The Timing on Libby Dropping His Appeal

Yesterday was Sentencing Day.  From the Gall and Kimbrough decisions by the Supreme Court (here), the sentencing of Michael Vick (here) and Conrad Black (here), Libby dropping his appeal could easily have slipped by without much notice.  But in the new world of blogs, that seldom happens.  It was mentioned here, as well as Doug Berman's Sentencing Law & Policy Blog, Jerri Meritt's Talk Left, Huffington Post here, and a host of other places.  And many were speculating on why I "Scooter" Libby would make this strange move of dropping his appeal.  Several things to notice here:

  • Although Libby might not have known that the Supreme Court decisions would be issued Monday, the sentencing of Conrad Black was a foregone conclusion. How best to remove oneself from being a "front-pager" then to move when other news is hot.
  • Some are speculating as to whether this dismissal is in anticipation of a possible pardon (see here)- but that's just speculation, and a pardon might not be a positive act to assist in a legal disciplinary matter.

The Libby Legal Defense Trust Fund contains a statement by Libby's lawyer Ted Wells (here) that includes the statement that

"the realities were, that after five years of government service by Mr. Libby and several years of defending against this case, the burden on Mr. Libby and his young family of continuing to pursue his complete vindication are too great to ask them to bear."

In many ways this statement tells it all for anyone who has been through a government investigation, followed by a trial, and then a conviction.  This may in some ways have been the worst part, both on Libby and his family.

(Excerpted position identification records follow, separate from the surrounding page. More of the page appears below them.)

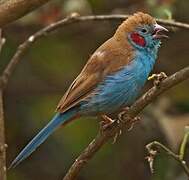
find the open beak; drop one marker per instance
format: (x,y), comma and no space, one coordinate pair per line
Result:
(157,32)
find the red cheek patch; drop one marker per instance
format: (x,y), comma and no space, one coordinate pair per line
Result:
(138,39)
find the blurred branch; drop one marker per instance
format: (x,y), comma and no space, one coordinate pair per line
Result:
(11,10)
(73,18)
(2,129)
(157,145)
(127,119)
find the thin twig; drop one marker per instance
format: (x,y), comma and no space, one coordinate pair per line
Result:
(2,141)
(2,129)
(102,137)
(184,142)
(133,111)
(73,18)
(157,145)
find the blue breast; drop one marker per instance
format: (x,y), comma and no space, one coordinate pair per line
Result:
(121,88)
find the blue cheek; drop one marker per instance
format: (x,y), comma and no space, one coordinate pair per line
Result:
(120,89)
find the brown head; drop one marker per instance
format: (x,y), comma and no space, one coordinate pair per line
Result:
(140,30)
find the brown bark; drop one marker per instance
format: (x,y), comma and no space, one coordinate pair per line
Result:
(11,10)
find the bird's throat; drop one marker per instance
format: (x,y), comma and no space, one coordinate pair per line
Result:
(138,39)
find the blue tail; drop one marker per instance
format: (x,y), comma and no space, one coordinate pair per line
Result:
(57,120)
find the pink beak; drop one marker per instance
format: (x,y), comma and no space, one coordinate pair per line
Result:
(157,30)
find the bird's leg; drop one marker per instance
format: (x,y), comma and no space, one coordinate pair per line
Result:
(157,78)
(130,122)
(106,121)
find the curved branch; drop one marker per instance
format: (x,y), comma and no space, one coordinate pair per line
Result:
(133,111)
(74,18)
(11,10)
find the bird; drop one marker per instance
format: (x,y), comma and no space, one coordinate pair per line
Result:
(112,78)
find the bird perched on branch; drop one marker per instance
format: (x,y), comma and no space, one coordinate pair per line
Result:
(112,78)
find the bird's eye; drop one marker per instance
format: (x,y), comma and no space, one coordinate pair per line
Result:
(144,30)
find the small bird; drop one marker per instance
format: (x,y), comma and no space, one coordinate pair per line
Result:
(111,80)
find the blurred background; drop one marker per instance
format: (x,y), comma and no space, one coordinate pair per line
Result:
(50,66)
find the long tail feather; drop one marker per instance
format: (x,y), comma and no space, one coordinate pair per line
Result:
(57,120)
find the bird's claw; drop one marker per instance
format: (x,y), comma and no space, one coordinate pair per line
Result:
(157,78)
(106,122)
(133,122)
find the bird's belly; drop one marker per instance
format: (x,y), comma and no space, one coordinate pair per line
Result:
(116,91)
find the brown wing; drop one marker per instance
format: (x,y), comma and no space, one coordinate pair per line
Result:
(105,60)
(83,84)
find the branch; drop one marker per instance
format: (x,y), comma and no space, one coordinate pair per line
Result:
(2,129)
(102,136)
(133,111)
(11,10)
(73,18)
(158,145)
(2,141)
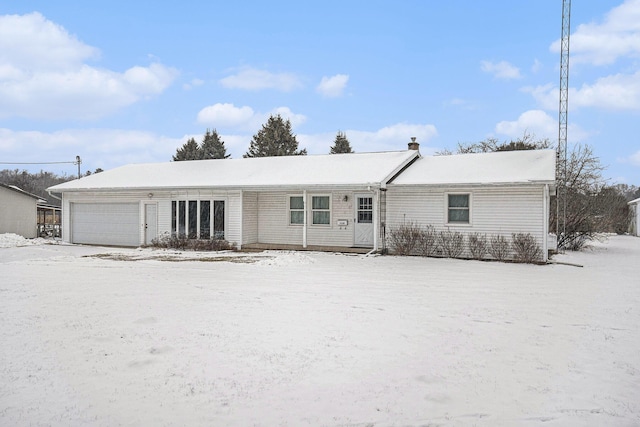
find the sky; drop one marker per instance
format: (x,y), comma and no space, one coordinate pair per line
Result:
(119,82)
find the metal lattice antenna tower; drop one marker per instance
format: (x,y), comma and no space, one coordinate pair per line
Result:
(561,214)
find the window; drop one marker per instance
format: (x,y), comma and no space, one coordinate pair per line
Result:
(218,219)
(296,210)
(205,219)
(193,219)
(320,210)
(458,208)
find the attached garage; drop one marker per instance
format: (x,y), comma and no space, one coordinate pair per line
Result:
(114,224)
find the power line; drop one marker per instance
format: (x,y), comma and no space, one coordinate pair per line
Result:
(37,163)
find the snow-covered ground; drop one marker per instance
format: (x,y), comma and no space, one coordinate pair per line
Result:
(101,337)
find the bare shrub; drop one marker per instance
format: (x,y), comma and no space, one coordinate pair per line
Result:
(499,247)
(451,243)
(427,244)
(403,240)
(181,242)
(525,248)
(478,245)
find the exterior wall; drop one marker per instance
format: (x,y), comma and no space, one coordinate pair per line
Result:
(273,220)
(250,217)
(634,224)
(163,199)
(18,213)
(494,210)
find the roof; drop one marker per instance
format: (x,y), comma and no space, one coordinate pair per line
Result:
(262,172)
(501,167)
(21,191)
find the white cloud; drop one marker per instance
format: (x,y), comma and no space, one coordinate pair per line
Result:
(227,115)
(616,92)
(43,74)
(501,70)
(603,43)
(540,124)
(98,148)
(193,83)
(333,87)
(389,138)
(633,159)
(254,79)
(244,118)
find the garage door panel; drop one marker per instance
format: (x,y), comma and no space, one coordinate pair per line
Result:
(105,224)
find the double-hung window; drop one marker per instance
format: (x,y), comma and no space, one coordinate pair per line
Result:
(296,210)
(458,208)
(321,210)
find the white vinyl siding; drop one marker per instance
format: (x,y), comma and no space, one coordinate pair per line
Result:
(494,211)
(18,213)
(249,217)
(274,227)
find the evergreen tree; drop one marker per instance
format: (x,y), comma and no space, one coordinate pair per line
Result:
(212,146)
(274,139)
(189,151)
(341,144)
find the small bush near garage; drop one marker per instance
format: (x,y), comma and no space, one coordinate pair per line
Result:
(428,241)
(499,247)
(451,243)
(403,240)
(181,242)
(478,245)
(525,248)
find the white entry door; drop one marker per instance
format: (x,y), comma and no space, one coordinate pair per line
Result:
(150,222)
(364,220)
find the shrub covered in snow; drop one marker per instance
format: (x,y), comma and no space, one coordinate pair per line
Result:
(181,242)
(525,248)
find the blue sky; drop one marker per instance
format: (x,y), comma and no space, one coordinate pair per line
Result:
(128,82)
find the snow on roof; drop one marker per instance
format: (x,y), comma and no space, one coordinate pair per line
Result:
(333,169)
(501,167)
(20,190)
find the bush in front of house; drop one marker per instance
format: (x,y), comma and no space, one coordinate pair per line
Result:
(478,245)
(525,248)
(499,247)
(427,244)
(182,242)
(403,240)
(451,243)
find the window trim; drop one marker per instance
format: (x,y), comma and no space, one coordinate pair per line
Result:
(447,208)
(176,221)
(289,210)
(329,210)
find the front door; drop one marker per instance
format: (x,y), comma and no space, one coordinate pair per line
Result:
(364,220)
(150,222)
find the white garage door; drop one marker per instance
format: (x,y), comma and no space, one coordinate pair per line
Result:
(105,224)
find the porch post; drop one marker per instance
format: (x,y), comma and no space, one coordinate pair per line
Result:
(304,222)
(376,218)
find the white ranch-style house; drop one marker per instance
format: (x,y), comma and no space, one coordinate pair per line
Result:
(324,202)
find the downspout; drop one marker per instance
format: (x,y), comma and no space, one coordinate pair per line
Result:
(376,219)
(304,222)
(545,222)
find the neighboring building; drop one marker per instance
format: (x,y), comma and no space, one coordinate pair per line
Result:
(497,193)
(18,211)
(313,202)
(634,213)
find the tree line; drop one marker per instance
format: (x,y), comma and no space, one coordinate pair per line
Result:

The strain of a long white collar investigation is grueling on not only the individual being investigated, but also those around that person.  At some point one says - enough is enough and lets move on.  Irrespective of whether Libby gets a pardon or not, one has to credit him with doing something that may not have been best for him (a possible vindication if completely successful on appeal and retrial) but is probably best for those around him.